NVidia 利用三维网格推力任意变换

发布于 2025-01-09 18:14:13 字数 2291 浏览 6 评论 0原文

我想使用 NVidia Thrust 在 GPU 上并行化以下嵌套 for 循环。

// complex multiplication
inline __host__ __device__  float2 operator* (const float2 a, const float2 b) {
    return make_float2(a.x * b.x - a.y * b.y, a.x * b.y + a.y * b.x);
}

int main()
{
    const int M = 100, N = 100, K = 100;
    float2 A[M*N*K], E[M*N*K];

    float vec_M[M], vec_N[N], vec_K[K];

    for (int i_M = 0; i_M < M; i_M++)
    {
        for (int i_N = 0; i_N < N; i_N++)
        {
            for (int i_K = 0; i_K < K; i_K++)
            {
                unsigned int idx = i_M * (N * K) + i_N * K + i_K; // linear index
                float2 a = A[idx];
                float b = vec_M[i_M];
                float c = vec_N[i_N];
                float d = vec_K[i_K];
                float arg1 = (b + c) / d;
                float2 val1 = make_float2(cosf(arg1), sinf(arg1));
                E[idx].x = a * val1; // calls the custom multiplication operator
            }
        }
    }

    return 0;
}

我可以将其实现为

thrust::for_each(thrust::make_zip_iterator(thrust::make_tuple(A.begin(), B.begin(), C.begin(), D.begin(), E.begin())),
                 thrust::make_zip_iterator(thrust::make_tuple(A.end(),   B.end(),   C.end(),   D.end(),   E.end())),
                 custom_functor());

类似于 thrust/examples/atory_transformation 中给出的示例.cu。

但是，为此，我必须创建矩阵 B、C 和 D，每个矩阵的大小为 M x N x K，即使三个大小为 M、N 和 K 的向量足以表示相应的值。创建这些矩阵需要 (3 * M * N * K) / (M + N + K) 比仅使用向量更多的内存。

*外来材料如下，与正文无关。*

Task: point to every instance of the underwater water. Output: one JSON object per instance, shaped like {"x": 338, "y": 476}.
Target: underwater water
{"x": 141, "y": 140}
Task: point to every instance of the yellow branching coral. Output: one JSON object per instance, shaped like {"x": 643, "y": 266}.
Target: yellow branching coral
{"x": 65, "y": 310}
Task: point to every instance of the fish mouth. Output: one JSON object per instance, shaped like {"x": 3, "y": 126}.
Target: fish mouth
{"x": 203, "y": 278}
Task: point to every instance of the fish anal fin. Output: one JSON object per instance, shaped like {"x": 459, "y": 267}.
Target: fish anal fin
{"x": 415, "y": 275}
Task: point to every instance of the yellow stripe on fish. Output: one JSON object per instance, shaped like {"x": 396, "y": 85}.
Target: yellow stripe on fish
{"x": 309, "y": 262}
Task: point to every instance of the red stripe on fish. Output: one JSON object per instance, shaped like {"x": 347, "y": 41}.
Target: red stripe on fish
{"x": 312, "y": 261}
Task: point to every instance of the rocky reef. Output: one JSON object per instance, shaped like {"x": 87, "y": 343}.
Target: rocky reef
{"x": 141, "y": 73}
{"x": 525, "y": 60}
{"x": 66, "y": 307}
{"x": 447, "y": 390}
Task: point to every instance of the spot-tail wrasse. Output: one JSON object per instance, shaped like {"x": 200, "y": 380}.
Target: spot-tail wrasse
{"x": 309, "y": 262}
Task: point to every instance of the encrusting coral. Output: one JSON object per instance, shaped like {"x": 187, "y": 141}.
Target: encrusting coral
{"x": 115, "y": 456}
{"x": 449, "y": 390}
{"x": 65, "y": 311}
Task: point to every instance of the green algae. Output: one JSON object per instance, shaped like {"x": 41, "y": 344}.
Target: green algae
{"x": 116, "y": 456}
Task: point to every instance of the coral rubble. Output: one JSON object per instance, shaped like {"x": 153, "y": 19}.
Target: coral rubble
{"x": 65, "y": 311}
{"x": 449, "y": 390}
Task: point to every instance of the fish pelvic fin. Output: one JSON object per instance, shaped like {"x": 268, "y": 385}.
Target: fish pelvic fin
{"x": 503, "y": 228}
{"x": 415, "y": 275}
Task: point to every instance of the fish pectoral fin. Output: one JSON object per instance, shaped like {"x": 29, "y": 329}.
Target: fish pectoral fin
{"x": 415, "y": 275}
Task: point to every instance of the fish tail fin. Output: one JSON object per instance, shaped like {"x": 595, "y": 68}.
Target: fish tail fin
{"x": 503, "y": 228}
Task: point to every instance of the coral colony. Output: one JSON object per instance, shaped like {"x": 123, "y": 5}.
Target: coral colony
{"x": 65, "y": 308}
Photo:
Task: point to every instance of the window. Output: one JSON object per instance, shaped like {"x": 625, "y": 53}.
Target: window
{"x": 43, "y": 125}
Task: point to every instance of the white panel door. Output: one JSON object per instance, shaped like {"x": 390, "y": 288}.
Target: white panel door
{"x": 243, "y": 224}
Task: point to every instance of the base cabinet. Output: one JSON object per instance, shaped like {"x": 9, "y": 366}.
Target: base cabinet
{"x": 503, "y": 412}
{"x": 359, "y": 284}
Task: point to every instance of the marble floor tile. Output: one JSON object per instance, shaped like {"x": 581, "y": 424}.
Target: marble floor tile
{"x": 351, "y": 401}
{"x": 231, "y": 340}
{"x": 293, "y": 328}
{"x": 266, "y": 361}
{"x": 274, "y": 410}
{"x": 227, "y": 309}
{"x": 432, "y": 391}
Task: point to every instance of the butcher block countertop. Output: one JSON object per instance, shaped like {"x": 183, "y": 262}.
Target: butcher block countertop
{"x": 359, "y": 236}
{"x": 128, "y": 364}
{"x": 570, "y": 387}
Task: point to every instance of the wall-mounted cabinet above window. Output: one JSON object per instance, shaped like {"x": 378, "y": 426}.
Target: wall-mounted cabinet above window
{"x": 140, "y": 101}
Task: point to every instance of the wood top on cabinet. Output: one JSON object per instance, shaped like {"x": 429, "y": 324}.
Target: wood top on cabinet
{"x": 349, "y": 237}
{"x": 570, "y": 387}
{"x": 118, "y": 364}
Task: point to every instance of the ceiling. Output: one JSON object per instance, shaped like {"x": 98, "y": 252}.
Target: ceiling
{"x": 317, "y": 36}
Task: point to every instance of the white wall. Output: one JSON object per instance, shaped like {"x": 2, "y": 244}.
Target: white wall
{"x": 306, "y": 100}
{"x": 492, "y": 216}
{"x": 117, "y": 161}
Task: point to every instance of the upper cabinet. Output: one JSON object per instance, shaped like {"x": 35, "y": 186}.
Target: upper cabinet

是否有类似于 MATLAB 的 meshgrid() 函数，允许使用三个向量创建 3D 网格，而无需实际存储这些矩阵？在我看来，伪代码看起来像这样：

thrust::for_each(thrust::make_zip_iterator(thrust::make_tuple(A.begin(), meshgrid(vec_M.begin(), vec_N.begin(), vec_K.begin()), E.begin())),
                 thrust::make_zip_iterator(thrust::make_tuple(A.end(),   meshgrid(vec_M.end(),   vec_N.end(),   vec_K.end()),   E.end())),
                 custom_functor());

原文

I want to parallelize the following nested for loop on the GPU using NVidia thrust.

// complex multiplication
inline __host__ __device__  float2 operator* (const float2 a, const float2 b) {
    return make_float2(a.x * b.x - a.y * b.y, a.x * b.y + a.y * b.x);
}

int main()
{
    const int M = 100, N = 100, K = 100;
    float2 A[M*N*K], E[M*N*K];

    float vec_M[M], vec_N[N], vec_K[K];

    for (int i_M = 0; i_M < M; i_M++)
    {
        for (int i_N = 0; i_N < N; i_N++)
        {
            for (int i_K = 0; i_K < K; i_K++)
            {
                unsigned int idx = i_M * (N * K) + i_N * K + i_K; // linear index
                float2 a = A[idx];
                float b = vec_M[i_M];
                float c = vec_N[i_N];
                float d = vec_K[i_K];
                float arg1 = (b + c) / d;
                float2 val1 = make_float2(cosf(arg1), sinf(arg1));
                E[idx].x = a * val1; // calls the custom multiplication operator
            }
        }
    }

    return 0;
}

I could implement this as

thrust::for_each(thrust::make_zip_iterator(thrust::make_tuple(A.begin(), B.begin(), C.begin(), D.begin(), E.begin())),
                 thrust::make_zip_iterator(thrust::make_tuple(A.end(),   B.end(),   C.end(),   D.end(),   E.end())),
                 custom_functor());

similar to the example given in thrust/examples/arbitrary_transformation.cu.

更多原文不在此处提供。